Endogenous siRNAs promote proteostasis and longevity in germline-less Caenorhabditis elegans

How lifespan and the rate of aging are set is a key problem in biology. Small RNAs are conserved molecules that impact diverse biological processes through the control of gene expression. However, in contrast to miRNAs, the role of endo-siRNAs in aging remains unexplored. Here, by combining deep sequencing and genomic and genetic approaches in C.CaenorhabditisC. elegans elegans, we reveal an unprecedented role for endo-siRNA molecules in the maintenance of proteostasis and lifespan extension in germline-less animals.
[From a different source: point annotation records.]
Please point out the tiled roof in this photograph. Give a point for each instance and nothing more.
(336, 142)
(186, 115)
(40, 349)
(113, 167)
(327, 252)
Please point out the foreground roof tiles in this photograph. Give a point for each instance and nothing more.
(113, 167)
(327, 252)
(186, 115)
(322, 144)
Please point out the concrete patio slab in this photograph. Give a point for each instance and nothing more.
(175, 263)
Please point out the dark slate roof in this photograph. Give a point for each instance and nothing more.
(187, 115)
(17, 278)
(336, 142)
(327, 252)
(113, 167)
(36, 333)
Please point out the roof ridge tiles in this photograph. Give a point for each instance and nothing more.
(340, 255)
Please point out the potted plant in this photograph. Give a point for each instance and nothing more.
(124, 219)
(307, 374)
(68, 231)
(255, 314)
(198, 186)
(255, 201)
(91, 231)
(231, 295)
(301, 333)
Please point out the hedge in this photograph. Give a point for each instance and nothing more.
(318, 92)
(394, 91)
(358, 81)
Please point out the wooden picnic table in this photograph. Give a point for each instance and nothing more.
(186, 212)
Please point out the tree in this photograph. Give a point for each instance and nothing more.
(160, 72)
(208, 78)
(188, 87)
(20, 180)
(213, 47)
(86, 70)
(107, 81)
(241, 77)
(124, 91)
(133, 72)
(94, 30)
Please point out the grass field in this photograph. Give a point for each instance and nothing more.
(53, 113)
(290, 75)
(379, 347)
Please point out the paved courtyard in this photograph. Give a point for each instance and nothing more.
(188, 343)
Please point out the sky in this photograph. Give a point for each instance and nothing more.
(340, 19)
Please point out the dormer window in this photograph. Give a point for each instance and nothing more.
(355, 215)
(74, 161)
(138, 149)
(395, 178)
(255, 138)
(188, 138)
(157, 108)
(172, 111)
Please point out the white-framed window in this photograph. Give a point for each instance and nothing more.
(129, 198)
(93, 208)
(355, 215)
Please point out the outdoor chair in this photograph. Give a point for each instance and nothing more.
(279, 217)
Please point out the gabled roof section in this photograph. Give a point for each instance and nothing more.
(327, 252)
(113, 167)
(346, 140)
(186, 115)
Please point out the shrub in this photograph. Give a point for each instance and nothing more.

Furthermore, we identify an endo-siRNA-regulated tyrosine phosphatase, which limits the longevity of germline-less animals by restricting the activity of the heat shock transcription factor HSF-1. Altogether, our findings point to endo-siRNAs as a link between germline removal and the HSF-1 proteostasis and longevity-promoting somatic pathway. This establishes a role for endo siRNAs in the aging process and identifies downstream genes and physiological processes that are regulated by the endo siRNAs to affect longevity. glp-1(e2144) and dcr-1(mg375) glp-1(e2144) C. elegans were raised at 25 degrees until day 1 of adulthood. Low molecular RNA fraction was extracted using miRVana miRNA isolation kit (Ambion). Library preparation was done using QsRNA-seq protocol that mainly captures secondary siRNAs.